Before entering upon them we must repeat that the question of number and series in mathematics is independent of the assumptions of space and time. As a science, mathematics could exist outside them: order is not necessarily spatial or temporal. Our conclusions, therefore, cannot be attacked on the ground that they are based on Euclidean conceptions of space: they are based on the laws of logic.
I. The Indefinite Regress
Hume and, later, Kant argued that by the principle of association when we think of one quality of a thing the others are naturally brought before our minds, and thus that we get into the habit of attributing to the notion of the thing a certain group of qualities. And it is true that we do attend to a thing all at once, including in the notion of it all the qualities which we know belong to it.
Now experience, according to Leibniz, gives us an example of a unity which embraces a multiplicity of detail. Thus a thing is one substance as embodying an individual experience, and its qualities belong to it in the same sense as the constituents of experience belong to the single experience. These qualities are in relation. (The Pragmatist denies the existence of relations as part of a higher unity.[23]) But they are not only relation, since relation always implies something more than itself. Let us take the example of number. Numbers could never have been counted if there had not been things to count. Now suppose each quality could be analysed into a new relation, we should still not get rid of the quality. At each stage there remains a quality in relation, and this goes on to Infinity. Such a constant subdivision perhaps results from our finite experience seizing facts in a disjointed way. When we analyse a law in its working, we always do seem to come to this Indefinite Regress. Now it has been the reproach against metaphysics, as uttered by the Pragmatist, that there is no correspondence in scientific fact to this road into Infinity.
W. James asserts: “But in point of fact, nature doesn’t make eggs by making first half an egg, then a quarter, then an eighth, &c., and adding them together. She either makes a whole egg at once or none at all, and so of all her other units. It is only in the sphere of change, then, where one phase of a thing must needs come into being before another phase can come, that Zeno’s paradox gives trouble. And it gives trouble then only if the successive steps of change be infinitely divisible.”[24]
The sphere of change, however, one would answer, includes all nature, and science in its discoveries acts on the hypothesis that these steps of change may be infinitely divisible. Royce held to it firmly that any consistent attempt to make an orderly arrangement of the terms of an infinite whole must lead to the Indefinite Regress. And he further shows the connection with the fact that an infinite series can be adequately represented by a part of itself.

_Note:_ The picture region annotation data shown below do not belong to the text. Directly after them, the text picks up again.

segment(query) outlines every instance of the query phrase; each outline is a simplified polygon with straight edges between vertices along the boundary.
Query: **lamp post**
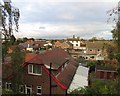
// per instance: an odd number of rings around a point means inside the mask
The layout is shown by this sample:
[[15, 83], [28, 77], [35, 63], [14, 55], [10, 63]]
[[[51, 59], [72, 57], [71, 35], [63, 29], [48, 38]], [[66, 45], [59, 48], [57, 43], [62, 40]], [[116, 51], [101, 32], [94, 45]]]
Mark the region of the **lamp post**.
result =
[[51, 88], [52, 88], [52, 82], [51, 82], [51, 69], [52, 69], [52, 63], [50, 63], [50, 96], [52, 96], [52, 94], [51, 94], [51, 92], [52, 92], [52, 90], [51, 90]]

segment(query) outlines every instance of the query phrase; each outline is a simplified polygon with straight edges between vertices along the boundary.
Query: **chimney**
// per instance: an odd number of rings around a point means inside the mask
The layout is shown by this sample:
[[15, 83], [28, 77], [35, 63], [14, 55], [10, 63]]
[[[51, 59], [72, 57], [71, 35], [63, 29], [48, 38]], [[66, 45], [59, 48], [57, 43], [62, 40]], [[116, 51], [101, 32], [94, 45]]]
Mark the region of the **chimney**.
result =
[[75, 38], [75, 35], [73, 35], [73, 38]]

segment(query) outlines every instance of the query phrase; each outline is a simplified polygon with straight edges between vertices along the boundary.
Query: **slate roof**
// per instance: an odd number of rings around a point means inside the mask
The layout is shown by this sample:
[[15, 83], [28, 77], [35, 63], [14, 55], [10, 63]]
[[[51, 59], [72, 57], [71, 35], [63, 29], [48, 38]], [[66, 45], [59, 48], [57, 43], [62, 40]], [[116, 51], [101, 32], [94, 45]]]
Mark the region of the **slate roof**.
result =
[[50, 66], [50, 63], [52, 63], [52, 68], [55, 70], [61, 67], [67, 61], [67, 58], [69, 58], [69, 63], [67, 64], [67, 66], [56, 77], [59, 82], [69, 88], [79, 64], [74, 61], [74, 59], [70, 57], [67, 52], [65, 52], [63, 49], [57, 48], [49, 50], [42, 54], [37, 54], [34, 56], [32, 55], [30, 55], [30, 58], [27, 59], [29, 61], [27, 61], [26, 63], [44, 64], [47, 66]]

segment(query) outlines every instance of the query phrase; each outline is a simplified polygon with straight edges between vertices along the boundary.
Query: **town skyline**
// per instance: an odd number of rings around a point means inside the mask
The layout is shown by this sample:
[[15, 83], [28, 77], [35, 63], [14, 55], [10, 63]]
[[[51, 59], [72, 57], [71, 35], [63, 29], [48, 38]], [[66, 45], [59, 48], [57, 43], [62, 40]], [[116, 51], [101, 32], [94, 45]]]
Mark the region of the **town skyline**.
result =
[[21, 15], [19, 32], [14, 32], [16, 38], [65, 39], [76, 35], [112, 39], [114, 23], [107, 23], [107, 11], [115, 8], [117, 1], [12, 0], [12, 5]]

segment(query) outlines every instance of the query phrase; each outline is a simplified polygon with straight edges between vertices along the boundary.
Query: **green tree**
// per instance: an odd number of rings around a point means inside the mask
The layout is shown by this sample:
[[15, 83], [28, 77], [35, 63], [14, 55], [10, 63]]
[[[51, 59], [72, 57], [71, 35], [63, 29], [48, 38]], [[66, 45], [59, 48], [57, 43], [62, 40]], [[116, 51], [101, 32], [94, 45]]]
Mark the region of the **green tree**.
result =
[[5, 40], [2, 45], [2, 61], [4, 61], [4, 57], [7, 55], [8, 47], [14, 44], [15, 37], [13, 35], [13, 29], [18, 31], [19, 17], [19, 9], [12, 7], [11, 2], [4, 2], [4, 5], [0, 3], [1, 31], [3, 40]]
[[22, 64], [24, 62], [24, 53], [20, 51], [20, 49], [17, 47], [13, 53], [12, 53], [12, 68], [13, 68], [13, 79], [12, 79], [12, 90], [14, 93], [19, 93], [19, 85], [22, 84]]
[[18, 31], [19, 9], [11, 6], [11, 2], [4, 2], [1, 6], [1, 20], [2, 20], [2, 35], [5, 40], [10, 39], [13, 35], [13, 24], [15, 24], [15, 31]]
[[23, 38], [23, 42], [26, 42], [27, 40], [28, 40], [27, 37], [24, 37], [24, 38]]

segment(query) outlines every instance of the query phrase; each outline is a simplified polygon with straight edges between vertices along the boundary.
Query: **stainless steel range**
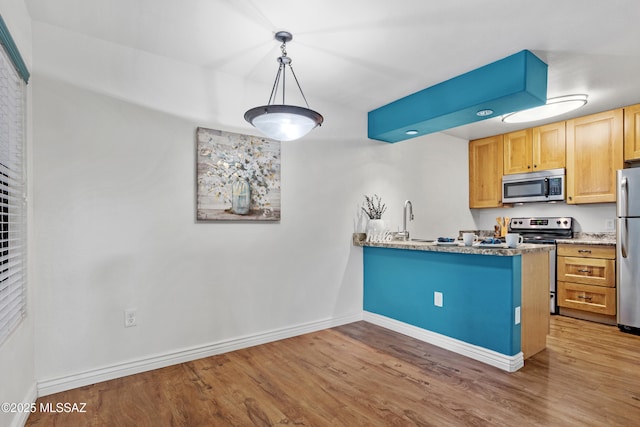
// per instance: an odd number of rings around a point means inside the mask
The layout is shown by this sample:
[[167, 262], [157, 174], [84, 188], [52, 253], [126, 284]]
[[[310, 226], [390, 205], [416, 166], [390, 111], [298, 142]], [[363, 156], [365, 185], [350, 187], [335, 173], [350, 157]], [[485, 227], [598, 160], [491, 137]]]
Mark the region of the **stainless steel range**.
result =
[[[558, 239], [573, 238], [573, 218], [571, 217], [527, 217], [511, 218], [509, 233], [518, 233], [524, 243], [555, 245]], [[556, 300], [556, 251], [549, 252], [549, 310], [558, 312]]]

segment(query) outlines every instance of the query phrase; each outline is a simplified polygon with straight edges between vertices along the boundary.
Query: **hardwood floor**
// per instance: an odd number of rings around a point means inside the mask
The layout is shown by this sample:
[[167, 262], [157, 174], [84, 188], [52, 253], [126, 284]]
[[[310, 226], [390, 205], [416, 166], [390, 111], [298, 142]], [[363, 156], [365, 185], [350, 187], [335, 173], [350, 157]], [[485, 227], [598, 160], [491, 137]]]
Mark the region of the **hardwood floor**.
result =
[[632, 426], [640, 337], [552, 316], [507, 373], [356, 322], [38, 399], [27, 426]]

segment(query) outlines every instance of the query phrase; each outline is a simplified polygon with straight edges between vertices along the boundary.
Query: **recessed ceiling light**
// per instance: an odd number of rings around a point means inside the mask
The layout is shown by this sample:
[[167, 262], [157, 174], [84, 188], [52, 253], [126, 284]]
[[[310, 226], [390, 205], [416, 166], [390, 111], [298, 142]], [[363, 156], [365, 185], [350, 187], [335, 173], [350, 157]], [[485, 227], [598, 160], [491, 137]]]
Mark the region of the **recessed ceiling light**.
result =
[[587, 103], [587, 95], [566, 95], [547, 99], [545, 105], [502, 116], [505, 123], [526, 123], [559, 116], [577, 110]]
[[487, 117], [493, 114], [493, 110], [490, 108], [485, 108], [484, 110], [480, 110], [476, 113], [478, 117]]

In the Boyle Lecture, delivered in Oxford in 1908, on the properties of radium, two facts emerged which show that the Indefinite Regress is now recognised in science.
First, that in the region of experiment we become aware of groups of elements allied to radium, which seem, in the number of individuals in their groups, to follow a simple arithmetical progression.
Secondly, that radio-active elements lose in activity at a certain rate, which always represents an exact proportion of the mass which remains. The tremendous disintegrating force slackens in exact relation to the time which passes, so that the smaller the morsel the less the relative loss of mass. Here, then, is the Indefinite Regress. In the world of fact as well as of ideas we are dealing with aspects of Infinity.[25]